Colorado's U.S. senators were joined by colleagues from New Mexico, Nebraska and California in a letter to Pentagon investigators that questions the Trump administration's decision to uproot U.S. Space Command in Colorado Springs.
The letter to Defense Department Acting Inspector General Sean O’Donnell questions whether the process was thorough and fair. A top question for Colorado Democratic U.S. Sens. Michael Bennet and John Hickenlooper centers on how the Pentagon scuttled an earlier endeavor to pick a home for the command and its 1,400 troops, relying on a new process that came about growing political pressure.
"Following the relocation announcement in January, Bennet and Hickenlooper denounced the decision and expressed concern that the Trump White House injected politics into the process," the offices of Hickenlooper and Bennet said in a news release. "Later that month, Bennet, Hickenlooper and the entire Colorado congressional delegation urged President Joe Biden to suspend the Trump administration's decision to move U.S. Space Command."
At the center of concern are reports that President Donald Trump picked Huntsville, Ala., for the headquarters, countermanding Pentagon advisers who wanted to leave it in Colorado. By enlisting powerful lawmakers including California Democratic U.S. Sen. Dianne Feinstein and Nebraska Republican U.S. Sen. Deb Fischer, the letter could turn up pressure on the Pentagon and White House to revisit the Huntsville decision.
The Government Accountability Office and the Pentagon are probing the decision, including the role politics may have played in it. Lawmakers including Colorado Springs U.S. Rep. Doug Lamborn have said those investigations could leader to a wider ranging probe by congressional committees.

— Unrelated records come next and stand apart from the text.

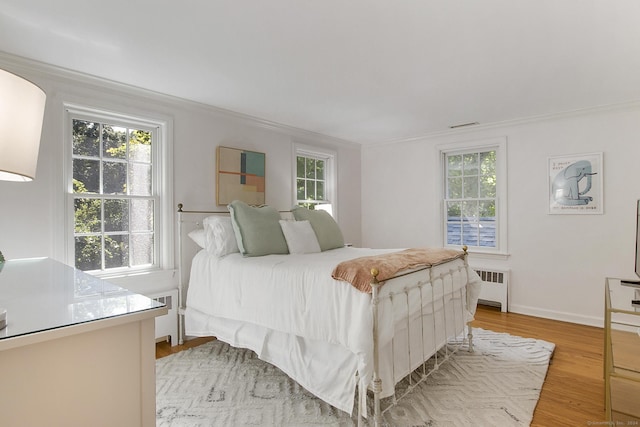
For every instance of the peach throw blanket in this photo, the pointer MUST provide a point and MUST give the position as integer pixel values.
(357, 271)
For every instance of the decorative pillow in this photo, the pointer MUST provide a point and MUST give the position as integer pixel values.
(220, 239)
(326, 228)
(257, 229)
(300, 237)
(198, 236)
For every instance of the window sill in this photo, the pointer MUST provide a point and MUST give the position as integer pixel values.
(480, 254)
(143, 281)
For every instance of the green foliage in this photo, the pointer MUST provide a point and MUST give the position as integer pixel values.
(89, 138)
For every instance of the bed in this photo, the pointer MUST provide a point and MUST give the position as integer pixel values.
(332, 330)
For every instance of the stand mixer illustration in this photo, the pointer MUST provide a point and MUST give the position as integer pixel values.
(566, 188)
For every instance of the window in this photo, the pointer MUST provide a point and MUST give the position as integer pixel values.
(473, 183)
(314, 180)
(116, 192)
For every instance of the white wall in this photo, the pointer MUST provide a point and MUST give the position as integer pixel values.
(32, 214)
(558, 263)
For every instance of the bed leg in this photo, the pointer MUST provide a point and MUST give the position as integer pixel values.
(377, 382)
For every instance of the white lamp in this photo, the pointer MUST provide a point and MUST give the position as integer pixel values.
(21, 113)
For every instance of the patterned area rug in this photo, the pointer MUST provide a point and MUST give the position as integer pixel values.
(217, 385)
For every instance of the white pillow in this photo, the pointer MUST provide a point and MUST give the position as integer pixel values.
(220, 238)
(300, 237)
(199, 236)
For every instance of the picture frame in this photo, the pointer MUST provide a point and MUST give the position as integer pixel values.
(240, 175)
(575, 184)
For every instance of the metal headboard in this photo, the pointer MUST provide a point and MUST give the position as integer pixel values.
(189, 220)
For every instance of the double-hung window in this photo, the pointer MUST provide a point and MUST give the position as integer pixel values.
(474, 197)
(315, 182)
(116, 191)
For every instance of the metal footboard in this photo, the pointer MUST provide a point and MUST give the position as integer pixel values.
(452, 333)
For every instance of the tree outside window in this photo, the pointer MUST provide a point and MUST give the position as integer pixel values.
(113, 195)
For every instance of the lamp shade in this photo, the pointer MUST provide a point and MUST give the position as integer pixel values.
(21, 113)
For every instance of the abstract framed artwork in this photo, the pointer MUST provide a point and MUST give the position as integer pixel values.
(576, 184)
(240, 176)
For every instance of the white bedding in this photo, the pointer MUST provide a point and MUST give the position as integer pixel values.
(289, 310)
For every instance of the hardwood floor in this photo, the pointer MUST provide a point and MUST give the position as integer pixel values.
(573, 392)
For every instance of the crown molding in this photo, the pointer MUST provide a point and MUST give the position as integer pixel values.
(629, 105)
(43, 70)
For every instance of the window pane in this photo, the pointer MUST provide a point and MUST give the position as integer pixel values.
(116, 251)
(88, 215)
(86, 138)
(310, 168)
(454, 224)
(114, 142)
(470, 164)
(88, 253)
(116, 215)
(311, 190)
(86, 176)
(470, 210)
(454, 165)
(141, 249)
(487, 210)
(141, 215)
(487, 186)
(140, 146)
(470, 233)
(454, 211)
(454, 188)
(139, 179)
(115, 178)
(470, 187)
(488, 163)
(487, 233)
(320, 190)
(320, 169)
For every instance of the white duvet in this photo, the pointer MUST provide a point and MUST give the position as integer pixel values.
(289, 310)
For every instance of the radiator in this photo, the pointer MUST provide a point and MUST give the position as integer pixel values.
(167, 325)
(495, 286)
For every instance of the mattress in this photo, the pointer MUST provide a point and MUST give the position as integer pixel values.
(318, 330)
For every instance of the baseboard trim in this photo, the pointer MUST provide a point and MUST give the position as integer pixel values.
(597, 321)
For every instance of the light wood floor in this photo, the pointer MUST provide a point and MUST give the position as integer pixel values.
(573, 392)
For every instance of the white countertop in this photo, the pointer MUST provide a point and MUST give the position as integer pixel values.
(40, 294)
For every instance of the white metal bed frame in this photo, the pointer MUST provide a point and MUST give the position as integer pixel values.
(440, 355)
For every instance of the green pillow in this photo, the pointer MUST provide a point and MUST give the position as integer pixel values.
(257, 229)
(326, 228)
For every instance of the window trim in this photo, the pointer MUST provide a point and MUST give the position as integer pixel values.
(500, 145)
(331, 167)
(163, 184)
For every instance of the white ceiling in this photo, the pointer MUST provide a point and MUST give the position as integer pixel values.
(367, 71)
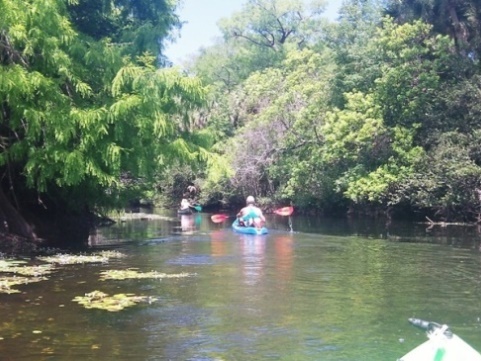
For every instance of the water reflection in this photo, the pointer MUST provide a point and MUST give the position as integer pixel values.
(217, 243)
(332, 291)
(253, 249)
(283, 245)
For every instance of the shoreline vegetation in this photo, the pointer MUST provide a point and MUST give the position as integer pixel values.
(376, 114)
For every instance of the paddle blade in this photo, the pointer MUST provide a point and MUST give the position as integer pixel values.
(285, 211)
(218, 218)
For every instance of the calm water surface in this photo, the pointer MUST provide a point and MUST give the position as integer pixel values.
(329, 290)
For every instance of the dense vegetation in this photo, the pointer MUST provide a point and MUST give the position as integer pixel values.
(88, 117)
(378, 112)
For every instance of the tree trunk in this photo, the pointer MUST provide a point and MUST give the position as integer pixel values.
(11, 221)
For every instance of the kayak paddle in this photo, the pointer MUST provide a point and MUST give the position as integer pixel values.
(197, 207)
(285, 211)
(219, 218)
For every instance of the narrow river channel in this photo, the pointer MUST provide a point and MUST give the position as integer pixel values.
(329, 290)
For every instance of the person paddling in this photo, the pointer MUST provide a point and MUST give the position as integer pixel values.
(251, 215)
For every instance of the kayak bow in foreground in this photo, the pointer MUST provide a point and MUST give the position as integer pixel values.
(443, 345)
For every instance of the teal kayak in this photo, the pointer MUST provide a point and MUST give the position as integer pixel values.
(443, 345)
(248, 230)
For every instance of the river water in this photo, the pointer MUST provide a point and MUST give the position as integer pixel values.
(327, 290)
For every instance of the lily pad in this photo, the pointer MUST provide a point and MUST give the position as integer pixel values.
(64, 259)
(115, 303)
(6, 283)
(133, 274)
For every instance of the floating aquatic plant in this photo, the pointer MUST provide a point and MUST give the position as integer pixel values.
(133, 274)
(36, 270)
(115, 303)
(6, 283)
(99, 257)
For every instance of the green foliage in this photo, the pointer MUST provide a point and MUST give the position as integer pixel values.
(448, 180)
(77, 114)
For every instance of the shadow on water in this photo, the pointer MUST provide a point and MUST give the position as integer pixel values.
(332, 289)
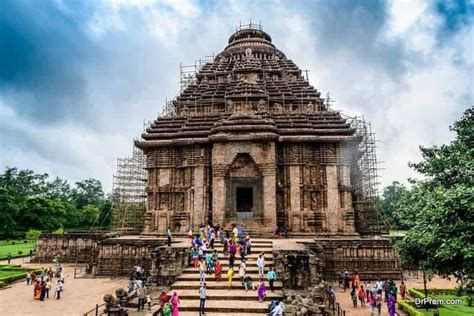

Colorado has been the hub for military satellite operations since the 1980s and housed the first iteration of U.S. Space Command before it was shuttered in 2002 amid post-Cold War belt-tightening. The latest version of the command was created in 2018, and the military picked Colorado Springs as its interim home. Last May, the Pentagon said the command would remain here until at least 2026.
That announcement came with a new process that opened up courtship for the command to most American cities. Dozens of cities joined the fray, desiring the industry that would accompany the command and the billions of dollars in federal contracts it could generate.
Unlike the new Space Force, which trains and equips satellite troops, the command takes the lead in defending all American interests in space and would oversee troops from every service branch if a war reached orbit.
Texas, Nebraska, Florida, New Mexico, and Alabama were eventually named as the finalist states to house it.
Local leaders cheered when Colorado Springs was again announced as a finalist for the command, but they were stunned when the Pentagon in the waning days of Trump's tenure said it would be moved to Alabama.
Pentagon efforts to justify the move haven't helped, including a document obtained by The Gazette that Colorado came in second place for aerial access to the command despite the fact that Peterson Air Force Base, where the command is headquartered now, has an airfield that's the Pentagon's second-busiest for VIP flights.
One key question from the senators is whether the Pentagon examined simple questions, including whether having existing military facilities on hand could save construction cash.
"Did the Department of Defense consider each of the sites’ existing infrastructure in evaluating costs?" the lawmakers asked in their letter.
The Pentagon and the Government Accountability Office haven't release timelines for when they expect to wrap up their investigations. But with Pentagon belt-tightening expected in the 2022 budget, congressional pressure on military leaders and the White House over the issue could mount.